April 30, 2014 | A Day in the Life of a Dialysis Healthcare Administrator
It’s never easy to issue a corrective action to a teammate. As much as they may have “earned” that corrective action, it is never my favorite conversation of the day when you have to sit down and talk through what is NOT going well with their performance. I had to have a conversation like this with one of my teammates last week. It was hard to do, but something that needed to happen. This teammate had not been performing in a way that really allowed the rest of the team to be able to do their own jobs to their fullest potential because they had to spend a lot of time picking up this teammate’s slack. Though I always have a mild to moderate sense of dread going in to the corrective action conversation, I always feel like such a weight is lifted off of everyone (myself, the team, the clinic) afterwards. Though it’s never fun to sit down and tell someone what hasn’t been working out and why, I always know that it is in the best interest of everyone to do so. I always bring myself back to, “if this were my mother/father/sister/husband sitting in that chair and this person was taking care of him/her, would I be okay with it?” When the answer is “no,” that’s when I know that the conversation needs to take place.
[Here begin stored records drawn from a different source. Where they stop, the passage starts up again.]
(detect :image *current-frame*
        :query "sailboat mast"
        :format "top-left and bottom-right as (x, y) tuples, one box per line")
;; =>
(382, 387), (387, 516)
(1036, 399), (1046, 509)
The conversation I had the other day, was a tough one. It was not the most well-received conversation I’ve had in my life, but the outcome was that our team is now much stronger. I realize how much lighter I feel walking in to the clinic knowing that I no longer have to worry about whether things are going to be okay that day. And I know my team feels this, as well. One of the most oft-quoted “DaVita-isms” that you can find posted somewhere in most DaVita building is “begin with the end in mind.” Though it is sometimes hard to remember what the “end” you are working towards when you have a crying, angry, or defensive teammate sitting in front of you, the favor you are doing to yourself, your team, and your patients is well worth any temporary discomfort that may come from holding someone accountable.